Bootstrapping the Channel Is the Hard Part

Once a parent and a child can exchange Mach messages, transferring memory entries is routine. The awkward problem is creating that channel for the first time, before any IPC exists.

A child process at posix_spawn time has no shared-memory ring with its parent. It also has no Mach send right it can use to receive aux messages. Kalahari therefore has to place an initial Mach send right into the child during posix_spawn, before the child has done any work of its own. The child then calls mach_ports_lookup (a public API) to retrieve registered Mach ports installed at spawn time, uses one of them as a bootstrap channel, sends the parent a send right to its own receive port in return, and completes the bidirectional Mach transport from there.

There is a wrinkle: there is no public posix_spawn API to attach registered Mach ports at spawn time. The kernel mechanism exists, the child-side lookup exists, but Apple does not expose a way to set the registered-port array from the parent side. The slot lives inside _posix_spawnattr, the heap-allocated struct behind the opaque posix_spawnattr_t, and Apple does not promise that internal layout is stable across releases.

Kalahari cannot ship hard-coded offsets per macOS version. The probe instead works at runtime:

  1. Allocate a fresh posix_spawnattr_t. This calls the public posix_spawnattr_init, which allocates the underlying heap struct.
  2. Call the private SPI posix_spawnattr_setspecialport_np with TASK_BOOTSTRAP_PORT and a zero new_port value. This is a known sentinel: it forces the heap struct to allocate its internal port-action buffer and write a recognizable record into it.
  3. Scan up to 64 pointer-sized words inside the heap struct looking for the heap allocation the previous step just produced. Each candidate pointer is checked with malloc_size first, so the scan never dereferences anything that is not a live heap block.
  4. A candidate is accepted only when its embedded record matches the sentinel: an allocation count in a small range, a port-action count of 1, and an embedded action whose fields are exactly port_type == SPECIAL, which == TASK_BOOTSTRAP_PORT, and new_port == 0.
  5. Cache the discovered byte offset in a OnceLock and reuse it for every subsequent spawn.

If the scan fails, the layout has shifted in a way the probe does not understand. Kalahari returns ENOTSUP and posix_spawn fails with a clear error. There is no fallback to a fake transport, no silent skip of port bootstrap, no test stub. This layout has been verified across macOS 13-15 on aarch64 at the time of writing, but every major macOS release has to be re-verified before it is trusted.

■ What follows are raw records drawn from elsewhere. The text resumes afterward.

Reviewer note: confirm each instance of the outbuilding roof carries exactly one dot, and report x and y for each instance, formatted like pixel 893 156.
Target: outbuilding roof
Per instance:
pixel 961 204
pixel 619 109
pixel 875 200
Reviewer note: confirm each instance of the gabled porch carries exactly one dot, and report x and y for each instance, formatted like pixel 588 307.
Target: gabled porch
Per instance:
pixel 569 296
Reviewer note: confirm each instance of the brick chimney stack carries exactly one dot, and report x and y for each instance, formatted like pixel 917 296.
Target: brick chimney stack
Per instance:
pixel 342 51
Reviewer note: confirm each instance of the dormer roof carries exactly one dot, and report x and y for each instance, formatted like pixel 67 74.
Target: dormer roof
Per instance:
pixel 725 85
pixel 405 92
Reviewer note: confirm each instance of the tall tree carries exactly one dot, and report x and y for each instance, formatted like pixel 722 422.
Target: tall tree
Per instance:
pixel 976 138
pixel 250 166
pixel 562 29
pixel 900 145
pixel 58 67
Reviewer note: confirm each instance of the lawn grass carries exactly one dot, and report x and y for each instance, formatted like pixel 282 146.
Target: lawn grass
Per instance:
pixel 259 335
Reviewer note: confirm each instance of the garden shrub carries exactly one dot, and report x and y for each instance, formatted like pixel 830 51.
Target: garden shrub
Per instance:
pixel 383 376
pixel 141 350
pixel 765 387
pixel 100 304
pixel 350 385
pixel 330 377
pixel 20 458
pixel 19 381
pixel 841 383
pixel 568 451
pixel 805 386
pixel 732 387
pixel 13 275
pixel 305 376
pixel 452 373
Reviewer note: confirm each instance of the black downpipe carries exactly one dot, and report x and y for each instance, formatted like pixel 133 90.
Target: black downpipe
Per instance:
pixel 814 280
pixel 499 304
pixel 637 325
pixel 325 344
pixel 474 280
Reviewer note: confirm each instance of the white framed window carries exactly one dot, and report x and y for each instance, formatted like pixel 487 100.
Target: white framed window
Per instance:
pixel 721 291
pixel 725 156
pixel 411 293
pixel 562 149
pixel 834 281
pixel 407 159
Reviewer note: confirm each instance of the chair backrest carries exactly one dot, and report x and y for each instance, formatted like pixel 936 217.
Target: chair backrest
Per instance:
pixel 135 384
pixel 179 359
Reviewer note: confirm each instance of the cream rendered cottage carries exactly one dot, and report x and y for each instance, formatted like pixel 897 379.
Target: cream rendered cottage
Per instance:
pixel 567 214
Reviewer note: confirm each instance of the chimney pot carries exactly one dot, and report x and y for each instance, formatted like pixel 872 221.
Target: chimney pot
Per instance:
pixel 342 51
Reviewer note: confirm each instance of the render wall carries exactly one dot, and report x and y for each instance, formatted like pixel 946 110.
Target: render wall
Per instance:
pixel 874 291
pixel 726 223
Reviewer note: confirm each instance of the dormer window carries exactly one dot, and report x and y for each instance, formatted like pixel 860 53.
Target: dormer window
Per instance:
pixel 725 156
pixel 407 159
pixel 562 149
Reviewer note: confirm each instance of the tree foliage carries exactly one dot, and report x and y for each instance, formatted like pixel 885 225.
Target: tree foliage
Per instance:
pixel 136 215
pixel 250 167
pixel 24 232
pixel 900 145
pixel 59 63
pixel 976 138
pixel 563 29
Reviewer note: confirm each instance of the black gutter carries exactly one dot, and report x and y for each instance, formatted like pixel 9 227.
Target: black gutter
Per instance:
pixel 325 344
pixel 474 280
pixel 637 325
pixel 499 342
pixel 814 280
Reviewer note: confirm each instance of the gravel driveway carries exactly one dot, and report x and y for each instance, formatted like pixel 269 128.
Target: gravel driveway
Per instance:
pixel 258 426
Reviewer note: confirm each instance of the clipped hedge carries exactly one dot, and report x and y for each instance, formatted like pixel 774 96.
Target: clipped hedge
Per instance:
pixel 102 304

Once the child has the aux channel, the parent sends the real shared-ring memory entry through that same Mach-message path. The child maps it, validates the ring header, consumes the bootstrap frame, and from that point on uses the same generic sender and receiver code as the rest of the channel.

That is a lot of work to make a normal-looking child process able to receive guest memory. It also belongs in the VM layer, not in user code.

The User Should Not See Any of This

The portable abstraction is not that every operating system has the same primitive. They do not. Linux exposes file-descriptor-named memory and a separate copy-on-write backend. macOS exposes VM objects named by ports. Windows exposes section handles. The portable abstraction is that every backend produces a branchable, transferable memory handle with the same lifecycle: allocate or import, map, branch, send to a worker, branch again, drop.

On macOS, that means the handle is a Mach memory entry, branching is mach_vm_map(copy=TRUE) followed by a fresh memory entry, and cross-process transfer is Mach IPC with port descriptors. The bootstrap probe, send-right accounting, writable metadata, and receive-side validation are all in service of one promise:

const zygote = await sandbox.zygote();
const child = await zygote.spawn();

The child should be a real, isolated VM branch. The caller should not have to learn Mach.

The trick is that Kalahari is not pretending macOS is Linux. It is using the kernel object model macOS already exposes (VM objects named by ports, rights transferred by messages, copy-on-write enforced by the kernel) and wrapping it in something that looks the same as the Linux backend at the public boundary.